Immunohistochemistry analysis
Immunohistochemistry was performed for RUNX-2 proteins detection. Following a 2-week co-culture period, MC3T3-E1 cells were placed on slides at a concentration of 5 × 104 cells per milliliter. Next, the medium was supplemented with Osteogenic induction medium and incubated for a duration of 48 hours. Following fixation of cells in 4% paraformaldehyde for 30 minutes, slides were treated with goat serum to prevent non-specific binding. Subsequently, they were incubated with the primary antibody (RUNX-2, 1:200) overnight at 4 degrees Celsius.
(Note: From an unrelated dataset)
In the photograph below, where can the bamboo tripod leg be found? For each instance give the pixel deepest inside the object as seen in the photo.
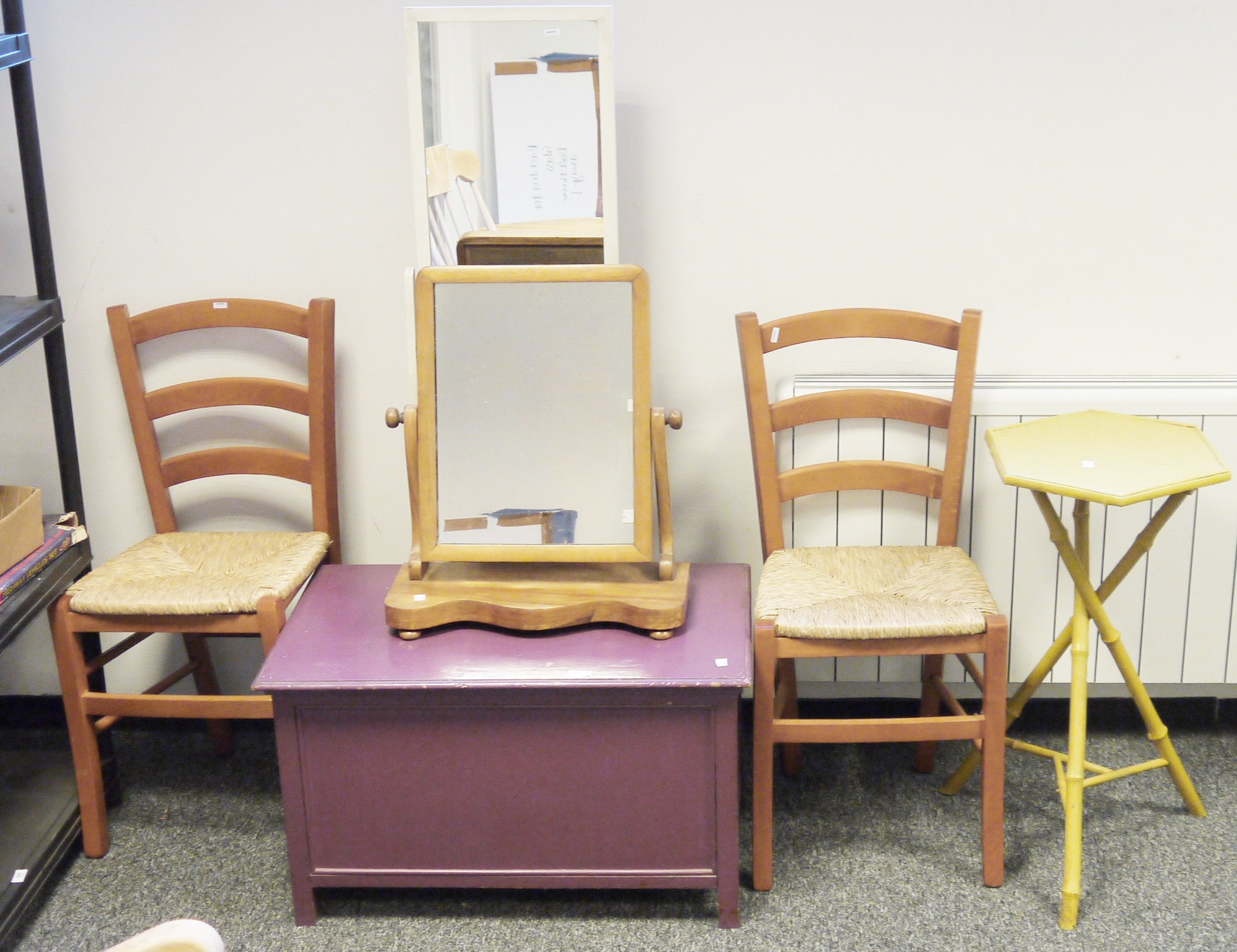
(1081, 626)
(1156, 730)
(1062, 645)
Next, the slides were treated with RUNX-2 conjugated secondary antibody (at a dilution ratio of 1:50) for 30 minutes at ambient temperature. Then take the photos under the microscope.
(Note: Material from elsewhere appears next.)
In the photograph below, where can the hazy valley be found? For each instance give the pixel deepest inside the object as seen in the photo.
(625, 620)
Immunofluorescence staining
The MC3T3-E1 cells were cultured in a 6-well plate with a density of 10^5 cells per well. They were then divided into four groups: Control, CS, CS@PAP, CS@MT, and CS@MT/PAP group.Following a week, the MC3T3-E1 cells were rinsed using PBS, then treated with 4% paraformaldehyde for 30 minutes, and subsequently permeabilized with Triton X-100 for a duration of 10 minutes. Next, the cells were cultured with the primary anti-RUNX-2 antibody at a temperature of 4℃ for the entire night. Afterward, they were stained with RUNX-2 and Molecular Probes Alexa Fluor 488 Phalloidin in the absence of light for a duration of 1 hour.Following a 10-minute fixation period using mounting fluid containing DAPI, the cells were captured using the EVOS M5000 cell imaging system.
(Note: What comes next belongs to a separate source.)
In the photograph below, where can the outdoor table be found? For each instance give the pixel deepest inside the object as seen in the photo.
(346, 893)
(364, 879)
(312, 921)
Build osteoporosis mouse model and In vivo experiments
The animal experiments in this study were approved by the Animal Ethics and Welfare Committee (AEWC) of Guangdong Medical University Hospital. A total of 32 C57BL/6 mice, 8 weeks old and weighing approximately 20g each, were purchased from Ruige, China. These mice were then randomly assigned to four groups: Control group, CS@PAP group, MT group, and CS@MT/PAP group.After administering anesthesia, all the mice were surgically excised, and the incisions were closed following the removal of both ovaries and the surrounding adipose tissues. After a period of four weeks, the CS@PAP/MT group received a single injection of 10 mg/kg CS@MT/PAP. In contrast, the CS@PAP group was injected with the same dose as the CS@MT/PAP group. Similarly, the MT group received the same dose of MT, and the control group received the same dose of saline. Following a 4-week intervention, the mice were executed by receiving overdose desflurane anesthesia and the femur was extracted and immobilized in a 4% paraformaldehyde solution. To examine the bone microstructure, samples of mouse femur were dissolved in PBS at room temperature for the purpose of observing the bone microstructure. The femur bones underwent hematoxylin-eosin (HE) staining and micro-CT analyses. Micro-CT was utilized for quantitative determination in both two-dimensional (2D) and three-dimensional (3D) formats, following previously established protocols. The Siemens Preclinical Imaging System was employed to measure microstructure parameters of cancellous bone, including trabecular number (Tb.N), trabecular thickness (Tb.Th), bone mineral density (BMD), and bone volume/total volume (BV/TV). These measurements were conducted using the multi-slice mode in standard resolution.
Statistical analysis
The mean ± standard deviation of quantitative data obtained from a minimum of six biological replicates is presented in this study. Statistical significances were evaluated using SPSS 20.0 software. Student's t-test and analysis of variance methods were used to determine the distinctions between 2 and > 2 groups. Groups were considered significantly different if theP value was less than 0.05.